The results, published in two papers in the October 16 issue of the journal Nature, provide the most comprehensive and detailed picture yet of protein activity in the living cells of higher organisms. They reveal a tremendous range in the amount of different proteins active in a cell and help explain the "logic" of the timing and regulation of gene activity.
Recognizing that it is the gene's products -- the proteins ? that interact to regulate all life processes, many researchers have begun to turn their attention from the roster of all the genes in an organism - the genome -- to the proteome. But while new technologies such as gene chips and whole genome sequencing have accelerated studies of the genome, the technology to study the whole proteome has lagged far behind.

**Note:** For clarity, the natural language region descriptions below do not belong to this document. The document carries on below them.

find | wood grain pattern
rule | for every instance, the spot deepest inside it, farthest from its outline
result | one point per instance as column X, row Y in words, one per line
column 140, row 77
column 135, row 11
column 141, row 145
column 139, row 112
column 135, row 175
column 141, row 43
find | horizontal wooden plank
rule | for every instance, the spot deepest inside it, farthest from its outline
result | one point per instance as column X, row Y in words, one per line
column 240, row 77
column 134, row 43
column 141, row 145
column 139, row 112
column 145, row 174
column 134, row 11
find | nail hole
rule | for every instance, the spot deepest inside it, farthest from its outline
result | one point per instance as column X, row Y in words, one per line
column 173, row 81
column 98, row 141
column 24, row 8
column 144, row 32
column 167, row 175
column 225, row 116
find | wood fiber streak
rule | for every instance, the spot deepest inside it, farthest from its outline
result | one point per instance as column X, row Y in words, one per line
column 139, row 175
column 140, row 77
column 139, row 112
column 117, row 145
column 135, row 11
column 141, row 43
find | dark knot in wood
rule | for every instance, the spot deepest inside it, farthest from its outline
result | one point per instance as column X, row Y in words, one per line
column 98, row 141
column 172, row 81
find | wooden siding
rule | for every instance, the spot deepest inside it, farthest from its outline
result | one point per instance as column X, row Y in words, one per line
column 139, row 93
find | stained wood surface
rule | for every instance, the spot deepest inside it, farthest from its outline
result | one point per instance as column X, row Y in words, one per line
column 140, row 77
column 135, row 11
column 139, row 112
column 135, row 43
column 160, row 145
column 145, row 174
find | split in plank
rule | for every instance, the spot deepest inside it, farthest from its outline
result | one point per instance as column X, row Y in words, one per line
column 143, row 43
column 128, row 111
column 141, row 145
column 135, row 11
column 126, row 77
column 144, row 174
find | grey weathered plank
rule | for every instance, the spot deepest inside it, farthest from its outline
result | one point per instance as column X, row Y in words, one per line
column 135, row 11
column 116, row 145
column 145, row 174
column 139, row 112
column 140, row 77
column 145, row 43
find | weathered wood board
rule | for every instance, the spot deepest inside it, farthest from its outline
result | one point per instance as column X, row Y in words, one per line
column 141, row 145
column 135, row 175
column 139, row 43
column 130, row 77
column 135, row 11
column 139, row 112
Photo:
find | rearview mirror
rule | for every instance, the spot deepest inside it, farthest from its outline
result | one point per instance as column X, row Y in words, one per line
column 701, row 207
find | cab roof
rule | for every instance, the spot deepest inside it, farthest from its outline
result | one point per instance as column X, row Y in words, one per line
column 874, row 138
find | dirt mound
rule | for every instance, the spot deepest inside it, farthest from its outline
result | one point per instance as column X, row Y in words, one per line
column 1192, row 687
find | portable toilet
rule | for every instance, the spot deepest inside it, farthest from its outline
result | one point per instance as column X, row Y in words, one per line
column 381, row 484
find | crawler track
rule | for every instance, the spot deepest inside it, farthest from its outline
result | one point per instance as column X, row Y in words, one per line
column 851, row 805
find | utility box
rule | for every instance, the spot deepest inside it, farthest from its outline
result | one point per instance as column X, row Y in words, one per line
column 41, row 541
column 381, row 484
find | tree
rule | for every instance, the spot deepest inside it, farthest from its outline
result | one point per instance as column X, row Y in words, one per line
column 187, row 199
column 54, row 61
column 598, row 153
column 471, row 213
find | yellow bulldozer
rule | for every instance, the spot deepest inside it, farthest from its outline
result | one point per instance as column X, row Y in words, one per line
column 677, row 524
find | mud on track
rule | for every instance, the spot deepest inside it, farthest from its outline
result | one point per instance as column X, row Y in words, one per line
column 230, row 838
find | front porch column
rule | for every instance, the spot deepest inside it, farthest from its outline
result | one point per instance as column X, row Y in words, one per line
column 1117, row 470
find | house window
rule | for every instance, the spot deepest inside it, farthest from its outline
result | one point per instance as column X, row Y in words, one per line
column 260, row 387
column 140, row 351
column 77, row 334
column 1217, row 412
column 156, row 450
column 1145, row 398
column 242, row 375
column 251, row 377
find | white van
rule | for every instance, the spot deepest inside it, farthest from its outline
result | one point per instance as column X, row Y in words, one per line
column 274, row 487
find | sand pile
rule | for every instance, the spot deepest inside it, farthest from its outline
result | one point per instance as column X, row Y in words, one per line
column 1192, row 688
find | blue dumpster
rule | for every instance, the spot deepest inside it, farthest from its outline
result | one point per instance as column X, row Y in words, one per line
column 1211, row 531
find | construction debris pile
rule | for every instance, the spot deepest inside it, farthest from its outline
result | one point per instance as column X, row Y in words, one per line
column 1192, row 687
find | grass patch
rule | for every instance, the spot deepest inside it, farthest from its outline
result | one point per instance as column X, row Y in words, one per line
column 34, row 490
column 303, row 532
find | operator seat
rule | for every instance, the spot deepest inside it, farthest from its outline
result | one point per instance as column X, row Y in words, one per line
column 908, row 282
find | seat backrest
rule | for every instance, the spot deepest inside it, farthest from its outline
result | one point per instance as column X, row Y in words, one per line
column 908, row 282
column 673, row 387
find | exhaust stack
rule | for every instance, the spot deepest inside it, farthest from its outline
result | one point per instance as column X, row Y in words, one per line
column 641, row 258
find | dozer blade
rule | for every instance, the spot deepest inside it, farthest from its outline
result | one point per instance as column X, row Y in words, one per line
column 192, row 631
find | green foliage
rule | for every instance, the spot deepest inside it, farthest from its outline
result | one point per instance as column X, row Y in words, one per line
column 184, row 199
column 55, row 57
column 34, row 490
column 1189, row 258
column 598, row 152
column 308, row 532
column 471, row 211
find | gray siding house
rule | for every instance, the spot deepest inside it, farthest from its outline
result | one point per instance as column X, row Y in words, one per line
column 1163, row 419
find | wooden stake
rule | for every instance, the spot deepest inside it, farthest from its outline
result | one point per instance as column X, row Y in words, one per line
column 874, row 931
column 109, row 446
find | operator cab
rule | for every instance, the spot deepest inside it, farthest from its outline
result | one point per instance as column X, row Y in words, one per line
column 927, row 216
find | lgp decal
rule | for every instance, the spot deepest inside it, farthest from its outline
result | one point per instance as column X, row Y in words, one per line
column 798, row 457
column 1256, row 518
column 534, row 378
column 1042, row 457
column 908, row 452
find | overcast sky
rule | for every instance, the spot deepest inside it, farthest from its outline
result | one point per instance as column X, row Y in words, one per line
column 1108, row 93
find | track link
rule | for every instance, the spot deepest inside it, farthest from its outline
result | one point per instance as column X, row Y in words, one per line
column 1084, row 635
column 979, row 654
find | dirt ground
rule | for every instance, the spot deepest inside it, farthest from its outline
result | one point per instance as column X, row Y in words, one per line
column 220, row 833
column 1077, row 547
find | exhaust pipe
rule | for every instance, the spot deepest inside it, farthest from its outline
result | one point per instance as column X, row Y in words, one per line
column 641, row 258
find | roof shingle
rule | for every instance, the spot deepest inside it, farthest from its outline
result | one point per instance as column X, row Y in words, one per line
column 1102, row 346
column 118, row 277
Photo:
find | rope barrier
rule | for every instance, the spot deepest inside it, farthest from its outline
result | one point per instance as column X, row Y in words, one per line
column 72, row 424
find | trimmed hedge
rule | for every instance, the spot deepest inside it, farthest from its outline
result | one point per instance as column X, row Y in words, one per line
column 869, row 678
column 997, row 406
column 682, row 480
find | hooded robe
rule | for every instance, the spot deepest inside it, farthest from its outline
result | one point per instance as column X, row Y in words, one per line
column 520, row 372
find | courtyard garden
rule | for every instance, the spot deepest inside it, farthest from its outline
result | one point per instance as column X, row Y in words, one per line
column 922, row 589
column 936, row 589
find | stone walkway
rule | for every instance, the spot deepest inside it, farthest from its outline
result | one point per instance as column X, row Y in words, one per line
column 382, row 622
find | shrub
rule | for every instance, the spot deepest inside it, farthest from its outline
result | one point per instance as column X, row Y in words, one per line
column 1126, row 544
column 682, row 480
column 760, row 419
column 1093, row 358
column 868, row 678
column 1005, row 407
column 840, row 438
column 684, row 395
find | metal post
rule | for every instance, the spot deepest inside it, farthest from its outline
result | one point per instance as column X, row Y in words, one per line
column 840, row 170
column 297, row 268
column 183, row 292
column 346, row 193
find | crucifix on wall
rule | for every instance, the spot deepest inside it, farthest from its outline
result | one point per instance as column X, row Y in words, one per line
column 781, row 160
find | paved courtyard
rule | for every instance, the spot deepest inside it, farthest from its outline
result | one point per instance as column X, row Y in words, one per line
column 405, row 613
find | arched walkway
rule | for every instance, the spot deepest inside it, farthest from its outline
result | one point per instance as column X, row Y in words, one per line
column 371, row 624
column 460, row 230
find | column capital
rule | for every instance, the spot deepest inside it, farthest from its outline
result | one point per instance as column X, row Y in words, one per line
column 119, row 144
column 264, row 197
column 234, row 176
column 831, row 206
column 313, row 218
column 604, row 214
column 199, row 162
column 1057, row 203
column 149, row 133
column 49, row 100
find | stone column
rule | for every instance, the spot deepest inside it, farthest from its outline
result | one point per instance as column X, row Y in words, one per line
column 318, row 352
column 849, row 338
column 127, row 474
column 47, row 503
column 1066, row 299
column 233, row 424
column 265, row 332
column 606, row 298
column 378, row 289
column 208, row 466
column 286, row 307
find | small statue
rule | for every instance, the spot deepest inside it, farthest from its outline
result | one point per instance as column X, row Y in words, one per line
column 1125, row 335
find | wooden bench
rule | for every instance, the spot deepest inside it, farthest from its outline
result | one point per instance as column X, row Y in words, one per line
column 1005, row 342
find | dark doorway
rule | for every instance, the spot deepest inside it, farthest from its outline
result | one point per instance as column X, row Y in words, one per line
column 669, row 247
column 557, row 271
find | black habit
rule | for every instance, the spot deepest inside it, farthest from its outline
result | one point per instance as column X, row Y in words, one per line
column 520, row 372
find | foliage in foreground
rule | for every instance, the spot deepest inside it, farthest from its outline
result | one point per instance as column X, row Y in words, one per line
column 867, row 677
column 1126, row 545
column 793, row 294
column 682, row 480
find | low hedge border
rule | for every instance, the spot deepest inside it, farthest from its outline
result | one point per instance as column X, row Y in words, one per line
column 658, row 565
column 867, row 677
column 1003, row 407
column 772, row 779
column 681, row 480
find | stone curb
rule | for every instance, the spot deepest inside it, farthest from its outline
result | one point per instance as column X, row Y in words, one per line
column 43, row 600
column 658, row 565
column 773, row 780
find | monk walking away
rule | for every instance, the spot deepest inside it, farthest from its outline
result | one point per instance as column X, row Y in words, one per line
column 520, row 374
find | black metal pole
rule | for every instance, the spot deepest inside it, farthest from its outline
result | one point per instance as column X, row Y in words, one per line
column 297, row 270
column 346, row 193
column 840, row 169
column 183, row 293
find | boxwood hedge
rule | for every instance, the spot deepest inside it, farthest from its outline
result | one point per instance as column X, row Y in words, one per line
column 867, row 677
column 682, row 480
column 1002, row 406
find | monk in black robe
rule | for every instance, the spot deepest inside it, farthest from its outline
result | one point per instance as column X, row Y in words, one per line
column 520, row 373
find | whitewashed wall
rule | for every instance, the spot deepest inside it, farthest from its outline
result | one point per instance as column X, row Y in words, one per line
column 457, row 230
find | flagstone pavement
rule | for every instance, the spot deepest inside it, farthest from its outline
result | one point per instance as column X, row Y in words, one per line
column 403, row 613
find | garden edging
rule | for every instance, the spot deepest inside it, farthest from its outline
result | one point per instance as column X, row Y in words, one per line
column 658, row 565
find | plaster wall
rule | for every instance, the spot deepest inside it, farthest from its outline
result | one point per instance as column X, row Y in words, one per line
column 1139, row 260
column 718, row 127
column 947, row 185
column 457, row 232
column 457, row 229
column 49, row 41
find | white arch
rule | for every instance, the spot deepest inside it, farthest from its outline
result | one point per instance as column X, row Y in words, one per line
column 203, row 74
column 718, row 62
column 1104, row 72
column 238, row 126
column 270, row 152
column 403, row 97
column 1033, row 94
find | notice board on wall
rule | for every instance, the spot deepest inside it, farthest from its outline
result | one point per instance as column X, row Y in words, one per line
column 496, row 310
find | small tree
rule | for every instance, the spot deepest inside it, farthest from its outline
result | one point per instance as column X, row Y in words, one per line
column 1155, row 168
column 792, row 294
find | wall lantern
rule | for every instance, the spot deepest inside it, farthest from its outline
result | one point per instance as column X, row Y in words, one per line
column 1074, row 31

Unlike genes, which all use the same code, each protein has unique physical properties, thwarting attempts to develop a single method to study them all in a living cell. By giving each protein a common tag, the UCSF scientists were able to follow where each protein acted and in what quantity.
With this new method for a thorough protein search, they were able to examine thousands of proteins individually -- one in each of thousands of different strains of the common baker's yeast, Saccharomyces cerevisiae, an organism that has proven to be a good model for understanding basic biology of human cells. About one third of the yeast's genes are shared by humans, and each yeast cell contains a nucleus and other basic organelles that function in humans cells.
By scrutinizing only one protein in each strain under study, the researchers determined precisely where and in what quantity each protein acts during normal growth -- a tool that can now be used to identify the role of different proteins, the relationship between sets of genes and proteins, and the links between protein changes and disease.
The new approach was far more sensitive than any previous attempt to detect low levels of protein activity, the scientists reported. They detected proteins in quantities as low as 50 molecules per cell ? an extraordinarily small amount to detect -- and as high as a million or more molecules per cell, demonstrating that living cells utilize different proteins in vastly different amounts.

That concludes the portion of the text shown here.